Crisis de Kaliningrado

Kaliningrado fue por mucho tiempo una doble periferia, despreciada tanto por Rusia como por Europa. Era estratégica, pero no servía a los propósitos de nadie. Terminó siendo un empate de la Guerra Fría. Territorio ruso en la costa báltica europea donde la más mínima desestabilización podía desatar la tan temida contienda nuclear. Podía albergar armas, barcos y espías, pero no entrar en acción. El menor peso hacía perder el equilibrio. Nadie se atrevió a ir más allá y este enclave de 15.000 kilómetros cuadrados habitado por un millón de personas, quedó como una oscura cuarta república Báltica, donde tenía más peso la Iglesia Ortodoxa de Moscú que Stalin.

Los Caballeros Teutónicos cristianos la fundaron en el 1200 con el nombre de Königsberg. Muy pronto se convirtió en muy preciado único puerto del Báltico que no se congela durante el invierno. Tres siglos más tarde, terminó siendo parte del Imperio de Prusia y posteriormente de Alemania. Entre 1871 y 1945, la región estuvo sucesivamente bajo el control del Imperio alemán, la República de Weimar y la Alemania nazi. Por el Acuerdo de Yalta, tras la derrota alemana, Königsberg quedó dentro de la órbita soviética. Pasó a ser el oblast (región) 47 de la Unión Soviética y bautizada como Kaliningrado en honor al revolucionario bolchevique Mijail Kalinin.

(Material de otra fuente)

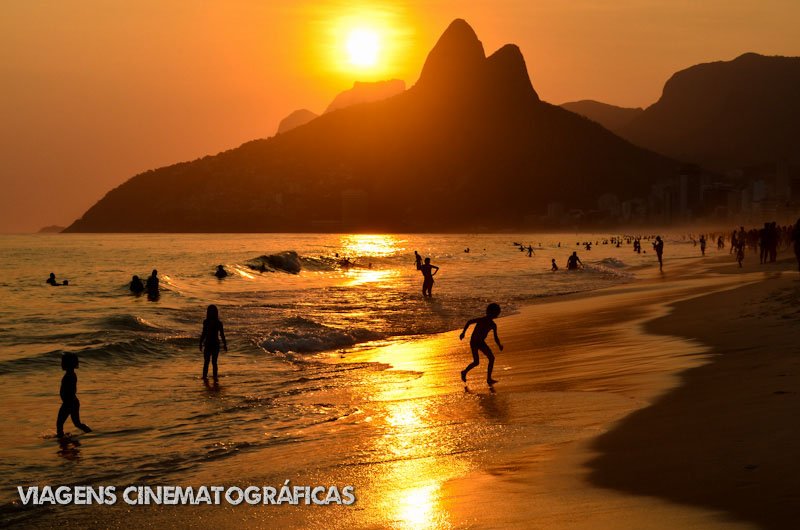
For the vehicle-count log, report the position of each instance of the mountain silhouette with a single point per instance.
(295, 119)
(366, 92)
(727, 114)
(362, 92)
(469, 147)
(611, 117)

Con la disolución de la Unión Soviética y la independencia de Lituania y Bielorrusia en 1991, este enclave se mantuvo como parte de la Federación Rusa. Hubo algunos amagues de insurrección, pero el Kremlin utilizó todas sus artimañas para que nada sucediera. También enterró los sueños de los que querían convertirla en «la Hong Kong del Báltico». Un país, un sistema, dijeron desde Moscú. Hasta que Vladimir Putin descubrió sus veleidades de conquistador y sucesor de Pedro el Grande.